Licensing and State Rules
One complication with e-therapy is licensing. Therapists are licensed by the state they practice in, and historically that meant you could only see a therapist licensed in the state where you physically sat during the session. If you lived in one state and your therapist was in another, it was technically not permitted.
A system called PSYPACT has largely solved this for psychologists. It’s an interstate compact that allows licensed psychologists to practice across state lines. As of now, 43 states have enacted PSYPACT legislation, covering the large majority of the country. A handful of states, including California, Louisiana, New Mexico, and Oregon, have not joined. Similar compacts exist for counselors and social workers, though they’re less widely adopted. If you’re considering an out-of-state provider, it’s worth confirming they’re authorized to practice where you live.
Privacy and Security Protections
E-therapy platforms that handle your health information are required to comply with HIPAA, the federal law governing health data privacy. In practice, this means the platform must encrypt your video and audio transmissions so they can’t be intercepted, encrypt any recordings or transcripts stored from sessions, require authentication (like a password or biometric login) to access the app or device, and automatically lock or end sessions after a period of inactivity.
This is why your therapist won’t do sessions over regular FaceTime or standard Zoom. They use HIPAA-compliant platforms specifically designed for healthcare. If a provider suggests meeting on a consumer app that isn’t designed for health data, that’s a red flag. The platform should be purpose-built or at minimum configured to meet healthcare security standards.
One exception worth noting: a traditional landline phone call is technically outside HIPAA’s electronic security requirements, since the information isn’t transmitted digitally. But landlines are increasingly rare. If you’re using a cell phone, VoIP service, or any internet-based communication, the full set of electronic security protections applies.
AI Chatbots Are Not E-Therapy
The rise of AI-powered mental health chatbots has blurred the line between e-therapy and self-help tools. Apps that let you text with a bot about your feelings are not the same thing as working with a licensed therapist through technology. Research from Stanford found that AI therapy chatbots may lack effectiveness compared to human therapists and could contribute to harmful stigma and even produce dangerous responses. E-therapy, by definition, involves a licensed mental health professional on the other end. If there’s no human clinician, it’s not therapy.

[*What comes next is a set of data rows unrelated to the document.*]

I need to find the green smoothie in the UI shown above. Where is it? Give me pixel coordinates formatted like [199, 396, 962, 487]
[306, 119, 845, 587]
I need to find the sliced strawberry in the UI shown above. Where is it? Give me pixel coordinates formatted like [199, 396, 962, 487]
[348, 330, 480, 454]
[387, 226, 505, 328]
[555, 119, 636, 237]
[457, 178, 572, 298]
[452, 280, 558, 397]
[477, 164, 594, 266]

Who Benefits Most From E-Therapy
E-therapy works well for people dealing with depression, anxiety, relationship issues, grief, stress, and many other common concerns that respond to talk therapy. It’s particularly valuable for people in rural areas with few local providers, those with physical disabilities or chronic illness that make travel difficult, and anyone whose work schedule makes daytime office visits impractical. Parents of young children, people without reliable transportation, and those who simply feel more comfortable opening up from their own space all tend to do well with the format.
The flexibility extends to scheduling too. Many e-therapy providers offer evening and weekend appointments more readily than traditional practices, and asynchronous messaging options let you process thoughts and write to your therapist whenever something comes up, not just during a 50-minute window. For people who express themselves better in writing, text-based formats can actually feel more natural than face-to-face conversation.